The military wanted to launch it in a polar orbit, gather intelligence, and then land back where it started in a single orbit, which moves 2000 km east of where it was at launch.




So it just falls gracefully rather than actually fly?


It looked like a falling brick when it landed. The angle it came down at was incredibly steep.


A fun little talk that describes the whole process: https://www.youtube.com/watch?v=Jb4prVsXkZU


Aw man, I went to go find this to link it, got caught up in watching it again, and by the time I got back you had beaten me to it...


Slightly less steep than the landing angle of an actual brick though.

Edit: glide slope is the word I was looking for.


Really love this paragraph on the Shuttle Training Aircraft wikipedia page.

To match the descent rate and drag profile of the real Shuttle at 37,000 feet (11,300 m), the main landing gear of the C-11A was lowered (the nose gear stayed retracted due to wind load constraints) and engine thrust was reversed. Its flaps could deflect upwards to decrease lift as well as downwards to increase lift.
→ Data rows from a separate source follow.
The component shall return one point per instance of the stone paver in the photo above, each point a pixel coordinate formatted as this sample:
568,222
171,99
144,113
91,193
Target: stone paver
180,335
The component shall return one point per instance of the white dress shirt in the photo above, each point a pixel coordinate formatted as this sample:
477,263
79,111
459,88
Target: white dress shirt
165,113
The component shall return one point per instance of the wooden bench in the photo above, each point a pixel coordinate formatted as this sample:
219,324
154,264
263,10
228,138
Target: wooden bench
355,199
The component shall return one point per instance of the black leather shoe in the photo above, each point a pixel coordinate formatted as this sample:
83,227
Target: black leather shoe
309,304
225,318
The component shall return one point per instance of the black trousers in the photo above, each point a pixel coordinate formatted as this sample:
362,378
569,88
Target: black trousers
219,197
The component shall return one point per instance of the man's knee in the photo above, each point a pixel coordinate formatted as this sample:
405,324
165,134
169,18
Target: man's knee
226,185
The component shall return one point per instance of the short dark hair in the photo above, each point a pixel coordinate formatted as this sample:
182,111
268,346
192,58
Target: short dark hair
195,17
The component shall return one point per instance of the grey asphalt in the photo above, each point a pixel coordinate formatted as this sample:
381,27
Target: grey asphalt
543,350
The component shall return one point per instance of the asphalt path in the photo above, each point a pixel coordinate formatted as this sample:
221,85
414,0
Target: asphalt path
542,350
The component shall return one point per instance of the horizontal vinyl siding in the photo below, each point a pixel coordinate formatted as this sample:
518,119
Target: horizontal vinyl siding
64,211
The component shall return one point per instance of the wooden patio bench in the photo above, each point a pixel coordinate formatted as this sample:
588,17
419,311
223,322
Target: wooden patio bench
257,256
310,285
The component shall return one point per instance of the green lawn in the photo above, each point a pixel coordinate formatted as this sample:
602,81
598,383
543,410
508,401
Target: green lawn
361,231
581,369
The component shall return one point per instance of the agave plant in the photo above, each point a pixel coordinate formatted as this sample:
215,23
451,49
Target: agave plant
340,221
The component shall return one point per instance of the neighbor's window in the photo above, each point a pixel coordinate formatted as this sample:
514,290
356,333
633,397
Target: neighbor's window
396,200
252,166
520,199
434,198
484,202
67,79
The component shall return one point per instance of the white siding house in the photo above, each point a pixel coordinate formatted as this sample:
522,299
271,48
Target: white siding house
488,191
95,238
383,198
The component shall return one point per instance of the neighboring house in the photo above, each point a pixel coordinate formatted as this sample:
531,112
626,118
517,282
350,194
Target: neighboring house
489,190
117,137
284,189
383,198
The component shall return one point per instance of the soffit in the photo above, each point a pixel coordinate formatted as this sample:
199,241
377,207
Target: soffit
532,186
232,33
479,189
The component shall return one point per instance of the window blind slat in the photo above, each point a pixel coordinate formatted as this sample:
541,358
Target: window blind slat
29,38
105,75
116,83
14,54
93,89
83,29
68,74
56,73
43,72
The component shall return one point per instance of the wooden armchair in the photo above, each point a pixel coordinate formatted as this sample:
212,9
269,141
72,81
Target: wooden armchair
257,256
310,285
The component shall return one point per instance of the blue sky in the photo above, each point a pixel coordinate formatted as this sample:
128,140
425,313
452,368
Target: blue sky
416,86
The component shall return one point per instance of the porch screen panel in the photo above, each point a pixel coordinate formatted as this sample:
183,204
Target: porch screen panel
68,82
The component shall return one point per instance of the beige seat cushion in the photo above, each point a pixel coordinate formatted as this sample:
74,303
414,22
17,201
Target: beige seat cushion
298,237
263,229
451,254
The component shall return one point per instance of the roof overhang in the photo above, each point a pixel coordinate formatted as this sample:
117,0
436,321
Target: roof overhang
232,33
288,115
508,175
https://en.wikipedia.org/wiki/Shuttle_Training_Aircraft


Really drives home how you need to drag any normal airplane kicking and screaming into a regime where it’s as bad at staying in the air as the shuttle was :)


I watched it come down over Orlando and it looked like this could never work out. Much steeper than any airplane I have ever seen.


Depends on the forward velocity of the brick.


It is an unpowered flight, not a graceful fall.